In order to benefit from the merits of scribble annotations while approaching the level of precision achieved by fine-grained annotations in medical image segmentation, this study developed a shape-aware scribble-supervised learning framework (MaskMixAdv). The MaskMixAdv framework successfully accomplished its goal through two main tasks:

Pseudo label generation: This task was facilitated by a dual-branch siamese network equipped with the MaskMix augmentation strategy. The siamese network, utilizing MaskMix-based augmentation, enriched the coarse-grained annotations through both reconstruction and segmentation branches, effectively enhancing the quality of the scribble annotations.
Pseudo label optimization: In this task, adversarial learning was employed to refine the generated pseudo labels by transferring shape priors from additional datasets. This process aimed to ensure that the pseudo labels accurately matched real shapes.

In a case study focused on cardiac MRI segmentation, the MaskMixAdv framework was evaluated for its effectiveness in utilizing shared shape priors. Compared to state-of-the-art scribble-supervised methods like ZScribbleSeg and WSL4MIS, MaskMixAdv demonstrated its superiority with an average 3D Dice value of 0.887 and an average Hausdorff distance of 4.7 mm, outperforming its counterparts with statistical significance. Additionally, MaskMixAdv narrowed the performance gap between scribble-supervised and mask-supervised methods, reducing annotation time by at least 95% while only sacrificing 2.6 percentage points of Dice performance.
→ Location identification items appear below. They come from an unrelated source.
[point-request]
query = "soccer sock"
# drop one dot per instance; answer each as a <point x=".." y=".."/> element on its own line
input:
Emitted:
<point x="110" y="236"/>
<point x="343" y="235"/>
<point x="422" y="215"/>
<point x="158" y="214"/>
Moreover, MaskMixAdv exhibited strong generalization capabilities to point-supervised annotations, making it a viable alternative to other Mixup-based cross-sample data augmentation methods.

Author Contributions

Conceptualization, C.L. and D.W.; methodology, C.L.; software, C.L.; validation, Z.Z.; writing—original draft preparation, C.L.; writing—review and editing, Z.Z.; visualization, D.W.; supervision, Z.Z.; project administration, D.W. All authors have read and agreed to the published version of the manuscript.

Funding

This research received no external funding.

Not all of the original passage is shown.